In the same profile, Juan Gabriel, who sold out the Universal Amphitheater (now the Gibson) on 39 straight occasions over 13 years, dines at a high-class Malibu restaurant and is treated less than charitably by the entire staff save the Mexican busboy, who “drops his tray and his jaw, then runs to the kitchen to tell his friends: Mexico's patrimony (as Juan Gabriel calls himself) is there, on the patio, eating a light pasta with vegetables.”

Juan Gabriel, born Alberto Aguilera Valadez, was the youngest of 10 children born to two peasants from Paracuaro, Michoacan, Mexico. After his father died when the singer was 2 years old, his mother, unable to feed her children, left little Alberto at an orphanage.

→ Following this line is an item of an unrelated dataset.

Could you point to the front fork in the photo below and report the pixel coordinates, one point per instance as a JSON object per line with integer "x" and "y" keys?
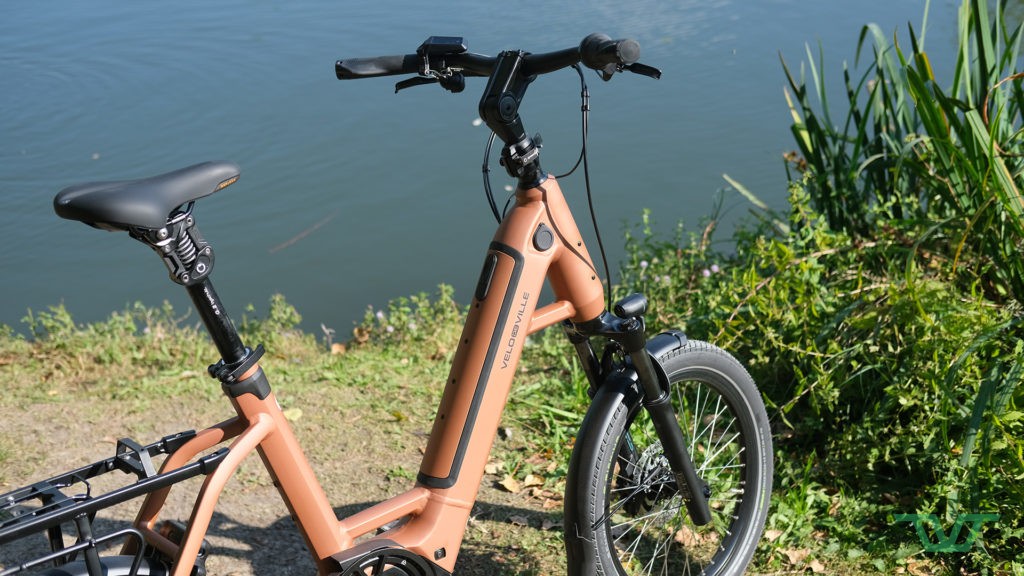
{"x": 626, "y": 327}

He was eventually taken in by the orphanage’s director, and in his teenage years started selling street food to earn money. While doing so, he started making songs up in his head and singing them aloud. His singing caught the attention of two sisters, who eventually invited him to live with them.

It was on a visit to an African American church with the sisters that he had a musical epiphany: “That's where I was first exposed to African American music,” Juan Gabriel told The Times. “And I knew then that if there was a God, and if God was listening, he was listening to African American music.” After moving to Mexico City at age 19, he got his first recording contract, and within a year he’d earned his first gold record for “No Tengo Dinero.”

Since that first song was released nearly 40 years ago, the wildly, wonderfully flamboyant Juan Gabriel sold over 100 million records, and remains a beloved icon of Latin music. In 1993, he performed for 75,000 people at the Rose Bowl and all the proceeds of the concert went to the Mexican orphanage that raised him.

When he died at age 66, Juan Gabriel was the best-selling artist in Mexican history, writing more than 1,000 songs for himself and other performers in a variety of styles that stretched from rock to disco and ranchera.